I’ve been letting my wing lead the way with things. My goals with pickup are currently nebulous, and I am moving in 3 months so I am trying to balance phun and lolz with sharpening my social skills. I met him at our preferred venue, and we shot the shit for a bit. He wanted to try this thing where we stand in a high-traffic area and open whichever girls are near. After 10-15m of this, he decided that wasn’t the best strategy.
Not long thereafter, he opens some girls wandering by (ironically, I guess, given perceived failure of the strategy earlier). Chubby girls, one of whom is DEFINITELY NOT CUTE. Luckily, I speak with the cuteish one.

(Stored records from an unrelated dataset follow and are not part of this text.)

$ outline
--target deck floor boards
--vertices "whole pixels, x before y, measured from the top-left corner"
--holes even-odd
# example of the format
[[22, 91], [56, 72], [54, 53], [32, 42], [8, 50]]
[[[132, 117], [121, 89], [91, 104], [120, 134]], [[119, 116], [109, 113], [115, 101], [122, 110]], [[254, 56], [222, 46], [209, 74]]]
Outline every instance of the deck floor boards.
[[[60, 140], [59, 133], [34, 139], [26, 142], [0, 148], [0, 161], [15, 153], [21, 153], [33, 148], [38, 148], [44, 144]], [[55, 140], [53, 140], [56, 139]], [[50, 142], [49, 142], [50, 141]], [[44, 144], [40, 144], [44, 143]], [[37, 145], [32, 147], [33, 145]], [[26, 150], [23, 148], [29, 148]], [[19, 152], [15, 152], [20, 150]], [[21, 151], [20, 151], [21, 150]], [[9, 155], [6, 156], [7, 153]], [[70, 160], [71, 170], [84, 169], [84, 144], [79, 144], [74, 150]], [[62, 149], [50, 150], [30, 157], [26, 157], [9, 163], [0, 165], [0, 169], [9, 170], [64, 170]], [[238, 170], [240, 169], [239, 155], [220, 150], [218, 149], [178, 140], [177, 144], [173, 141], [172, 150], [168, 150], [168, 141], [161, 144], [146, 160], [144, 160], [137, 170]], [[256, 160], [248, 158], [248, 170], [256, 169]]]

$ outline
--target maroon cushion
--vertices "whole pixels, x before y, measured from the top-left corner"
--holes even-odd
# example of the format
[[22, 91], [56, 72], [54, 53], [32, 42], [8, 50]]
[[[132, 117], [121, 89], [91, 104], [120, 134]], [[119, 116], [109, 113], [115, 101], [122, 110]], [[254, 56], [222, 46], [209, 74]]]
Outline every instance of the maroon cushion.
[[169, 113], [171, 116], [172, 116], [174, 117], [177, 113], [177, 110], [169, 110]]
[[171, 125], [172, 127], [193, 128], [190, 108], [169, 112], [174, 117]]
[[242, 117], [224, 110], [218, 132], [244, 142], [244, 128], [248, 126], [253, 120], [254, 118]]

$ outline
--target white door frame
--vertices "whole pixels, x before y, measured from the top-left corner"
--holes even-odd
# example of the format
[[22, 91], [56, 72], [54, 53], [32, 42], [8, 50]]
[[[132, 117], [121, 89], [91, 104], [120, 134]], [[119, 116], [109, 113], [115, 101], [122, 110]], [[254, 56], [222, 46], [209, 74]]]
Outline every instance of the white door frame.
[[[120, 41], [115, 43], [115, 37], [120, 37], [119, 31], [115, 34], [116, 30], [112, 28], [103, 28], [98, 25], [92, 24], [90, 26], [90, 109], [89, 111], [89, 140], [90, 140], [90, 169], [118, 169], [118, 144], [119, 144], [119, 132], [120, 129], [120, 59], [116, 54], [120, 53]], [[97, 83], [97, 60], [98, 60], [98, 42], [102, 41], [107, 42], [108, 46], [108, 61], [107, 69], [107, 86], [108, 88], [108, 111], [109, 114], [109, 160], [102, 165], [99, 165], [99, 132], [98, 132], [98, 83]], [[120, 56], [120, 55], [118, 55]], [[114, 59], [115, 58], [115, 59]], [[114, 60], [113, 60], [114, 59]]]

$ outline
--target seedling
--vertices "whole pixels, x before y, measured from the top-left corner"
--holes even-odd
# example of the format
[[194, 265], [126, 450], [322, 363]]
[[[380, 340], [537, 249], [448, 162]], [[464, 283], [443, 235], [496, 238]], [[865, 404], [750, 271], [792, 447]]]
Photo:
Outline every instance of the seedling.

It’s a good interaction. Had her laughing and filling gaps in the convo. Qualifying a bit. Teased her. Long story short, move her and the friend to another part of the bar and somewhere along the way my boyz disappear (which I suspect was deliberate on their part to disengage from the girls). After the girls get drinks, we go start heading back to original spot to find those guys, but the girls and I separate along the way.
Next set is a 3 set. Cute, cuteish, and not-so-cute. The first two engage to varying degrees (most engagement from the cuteish one). Because the cute one is looking around a lot, I disengage before they do.

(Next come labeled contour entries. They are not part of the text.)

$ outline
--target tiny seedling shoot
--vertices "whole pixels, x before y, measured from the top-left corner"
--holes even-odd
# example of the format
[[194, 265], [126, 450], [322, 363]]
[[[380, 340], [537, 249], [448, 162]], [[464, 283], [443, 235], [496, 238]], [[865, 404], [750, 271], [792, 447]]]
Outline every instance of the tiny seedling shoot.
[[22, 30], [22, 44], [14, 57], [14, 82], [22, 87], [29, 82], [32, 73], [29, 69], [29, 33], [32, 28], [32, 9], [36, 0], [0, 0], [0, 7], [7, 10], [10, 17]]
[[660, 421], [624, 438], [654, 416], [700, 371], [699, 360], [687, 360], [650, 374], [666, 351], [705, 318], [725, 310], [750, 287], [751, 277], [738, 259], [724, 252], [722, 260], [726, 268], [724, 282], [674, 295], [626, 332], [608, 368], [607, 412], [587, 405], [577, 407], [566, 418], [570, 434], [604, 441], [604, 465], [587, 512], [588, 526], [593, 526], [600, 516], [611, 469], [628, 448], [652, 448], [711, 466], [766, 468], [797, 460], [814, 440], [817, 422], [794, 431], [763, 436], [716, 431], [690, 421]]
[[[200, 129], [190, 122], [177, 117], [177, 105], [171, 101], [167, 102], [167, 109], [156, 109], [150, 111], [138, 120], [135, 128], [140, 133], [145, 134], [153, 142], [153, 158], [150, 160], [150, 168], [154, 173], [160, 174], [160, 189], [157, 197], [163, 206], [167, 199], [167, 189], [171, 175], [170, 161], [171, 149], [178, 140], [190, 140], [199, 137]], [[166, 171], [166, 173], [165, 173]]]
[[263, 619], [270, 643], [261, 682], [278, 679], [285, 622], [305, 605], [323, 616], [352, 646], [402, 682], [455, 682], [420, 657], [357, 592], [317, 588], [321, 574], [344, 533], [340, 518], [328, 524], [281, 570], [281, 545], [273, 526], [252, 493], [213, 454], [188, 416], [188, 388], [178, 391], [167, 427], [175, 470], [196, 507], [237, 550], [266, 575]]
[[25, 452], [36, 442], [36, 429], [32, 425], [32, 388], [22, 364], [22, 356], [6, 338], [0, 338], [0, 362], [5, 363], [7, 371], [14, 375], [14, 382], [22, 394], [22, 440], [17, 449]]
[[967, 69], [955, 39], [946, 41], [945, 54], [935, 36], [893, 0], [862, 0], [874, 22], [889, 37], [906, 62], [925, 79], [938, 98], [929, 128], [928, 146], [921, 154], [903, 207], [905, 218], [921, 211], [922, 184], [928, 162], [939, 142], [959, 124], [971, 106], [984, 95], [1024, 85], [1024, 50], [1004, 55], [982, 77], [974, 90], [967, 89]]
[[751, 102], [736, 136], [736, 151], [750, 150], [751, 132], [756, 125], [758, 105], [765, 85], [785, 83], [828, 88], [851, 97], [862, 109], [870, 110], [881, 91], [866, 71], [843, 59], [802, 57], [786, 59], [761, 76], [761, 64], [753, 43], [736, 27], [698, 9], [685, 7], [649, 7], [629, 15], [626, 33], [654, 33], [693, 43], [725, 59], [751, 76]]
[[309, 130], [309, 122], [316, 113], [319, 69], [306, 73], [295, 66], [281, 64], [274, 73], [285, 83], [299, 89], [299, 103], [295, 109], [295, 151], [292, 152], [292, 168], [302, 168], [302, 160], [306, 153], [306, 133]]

Last set was a two set. I go up and ask (with good tonality) if they are foreign. One of them is. I had a decent amount of unreacitivity here (as opposed to the previous set, which I found mildly intimidating). Made good conversation, led topics well. The foreign girl was so pretty, and she seemed fairly smart. As my wing can attest, I have been down on women lately. I have been in a caloric deficit, and lacking all sex drive (which I have to say has been very liberating and amazing and I wish I did it in college). I have had space to reevaluate what I think of women, and I have to say, with the desire for sex removed, I really don’t like them. A part of me wanted to like girls again so that I could like her.
I think I am going to stop writing these FRs when I get home. Instead, I’m just gonna jot down by hand notes on what I did well and what could be improved. If I want to, then the following day I can turn it into a full FR, but this shit takes too much time and I find being on the computer after 9pm to be a deeply unhealthy and time-wasting thing I need to eliminate.